How do you solve the problem Nu is disigning a rectangular sandbox The bottom is 16 square feet which dimensions requie the least amount of material for the sides of the sandbox?
Ok, an important part of this is that shapes can be categorized into multiple groups. It goes something like this in this case: Quadrilateral V Rectangle V Square When dealing with shapes, regular polygons always have less perimeter than irregular for the same area. Here, a square would have a perimeter of 16, with 4x4 dimensions; the next closest rectangle would have a perimeter of 20, with dimensions of 8x2; the last rectangle you could make would have a perimeter of 34, with dimensions of 16x1.
What is the perimeter of 5000 square meters?

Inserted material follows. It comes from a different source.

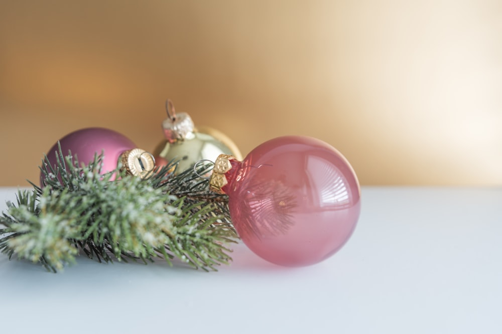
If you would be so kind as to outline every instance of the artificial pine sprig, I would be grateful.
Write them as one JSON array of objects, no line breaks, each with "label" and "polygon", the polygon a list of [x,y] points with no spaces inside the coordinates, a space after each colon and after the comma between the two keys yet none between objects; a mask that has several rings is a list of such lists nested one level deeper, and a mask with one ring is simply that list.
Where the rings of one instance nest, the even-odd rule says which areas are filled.
[{"label": "artificial pine sprig", "polygon": [[225,245],[236,234],[227,199],[208,190],[198,176],[203,166],[175,175],[171,164],[142,180],[120,166],[101,174],[100,157],[79,166],[71,154],[59,155],[55,169],[43,161],[45,186],[20,191],[0,217],[0,250],[10,258],[55,272],[79,250],[105,262],[176,257],[206,270],[231,260]]}]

The area doesn't tell you the dimensions or the perimeter. It doesn't even tell you the shape. The shortest perimeter that could enclose that area would be a circle. The shortest perimeter with straight sides would be a square. If it's a rectangle, then there are an infinite number of them, all with different dimensions and different perimeters, that all have the same area.
What are the perimeter dimensions on 4000 square feet?
They could be almost anything. A strip of land 1 foot by 4000 feet would have a perimeter of 8002 feet. A plot 50 x 80, still 4000 square feet, would have a perimeter of 260 feet.
A triangle-shaped machine part has sides of 212 inches 314 inches and 5 inches. The triangle's perimeter is?
The dimensions given would not form a triangle and so no perimeter is possible
What would be one set of possible dimensions for an isosceles triangle with a perimeter of 12 units?
5, 5 and 2 units
If farmer Dan has 100 feet of fencing write an inequality to find the dimensions of the rectangle with the largest perimeter that can be created using 100 feet of fencing?
To find the dimensions of a rectangle with the largest perimeter using 100 feet of fencing, we can express the perimeter ( P ) of a rectangle in terms of its length ( l ) and width ( w ) as ( P = 2l + 2w ). Since the total amount of fencing is 100 feet, we set up the inequality ( 2l + 2w \leq 100 ). Simplifying this gives ( l + w \leq 50 ). The dimensions that maximize the area (which is a related concept) would be when ( l = w = 25 ) feet, creating a square shape.